A Soundtrack for Progress

For veteran music critic Simon Reynolds, the “avant-lumpen” sound captures how it feels to be alive today with raw voices and synthetic soundscapes.

2015 Slingshot Festival Of Music, Electronic Art, Tech, Film & Comedy - Day 2

The electronic artist Holly Herndon describes her music as an effort toward “paradise politics.” “The right is really good at coming up with a paradisiac alternative to whatever the current condition is,” she told the Guardian in 2015, “but the left sometimes fails to come up with their own paradisiac alternative. That’s where music can come in.” (Photo by Chris McKay / Getty Images)


Joining me remotely from a house in Pasadena, California, not far from the then ongoing LA fires (his family’s bags are packed and ready), Simon Reynolds asks me if I’ve seen “that new Musk car that looks like a giant block of geometric planes.” He describes it with both awe and disgust. “It’s a car, like an ordinary person’s car, but it looks like a tank, and it’s very, very harshly angled. They all look horrible to me; it’s like some kitsch pastiche of a car from the future — but it is a car from the future.”

I had just asked him about the long tradition of politically regressive, aesthetically progressive art, beginning with Filippo Tommaso Marinetti’s Futurist Manifesto of 1909, with its love for cars and guns and noise, its passionate misogyny and militarism. This thread, where aesthetics and politics don’t so much meet as move in apparently conflicting directions, has run through four decades of Reynolds’s writings on music and is especially clear in his new collection, Futuromania: Electronic Dreams, Desiring Machines, and Tomorrow’s Music Today.

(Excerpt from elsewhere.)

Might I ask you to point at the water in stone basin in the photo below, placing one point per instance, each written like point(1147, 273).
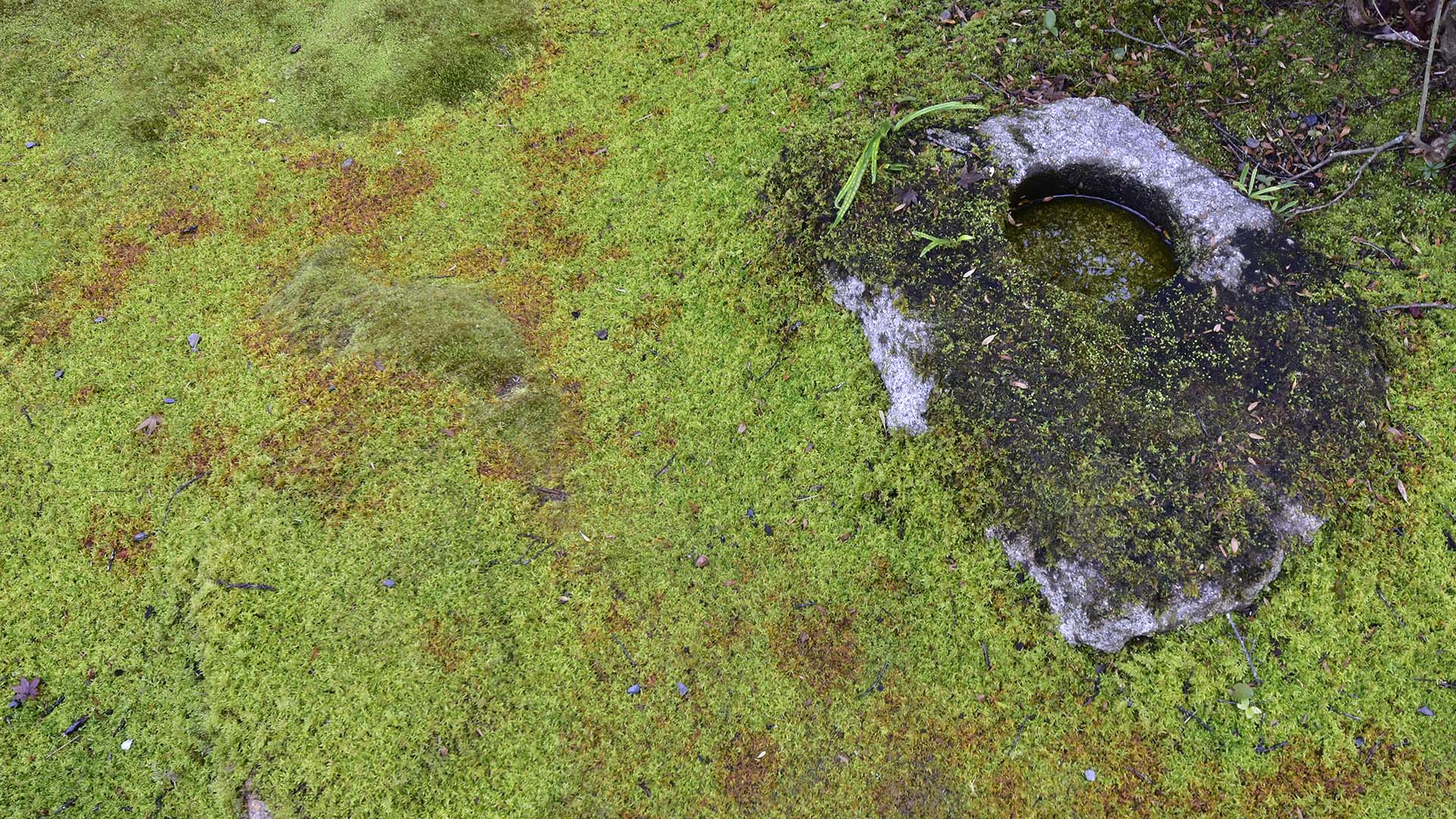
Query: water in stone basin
point(1091, 245)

Reynolds’s first book, 1990’s Blissed Out, combined a love for extreme music and a left-liberal’s discomfort with the ideas behind it, thrown together with rapid-fire conceptual coinages and neologisms (some aging better than others, like calling mid-1980s Def Jam hip-hop a “DISS-TOPIA”). The Sex Revolts, a 1995 collaboration with his wife, critic Joy Press, explored the apparent paradox of incredibly exciting, forward-thinking, liberating sound — the Rolling Stones, Iggy and the Stooges — being powered by the most primeval misogyny. Two histories, 1998’s Energy Flash, on house and techno, and 2005’s Rip It Up and Start Again, on post-punk, revealed a more utopian edge to his writing. But it was Retromania, published in 2010, that lamented the foreclosure of both sonic and political change in the twenty-first century.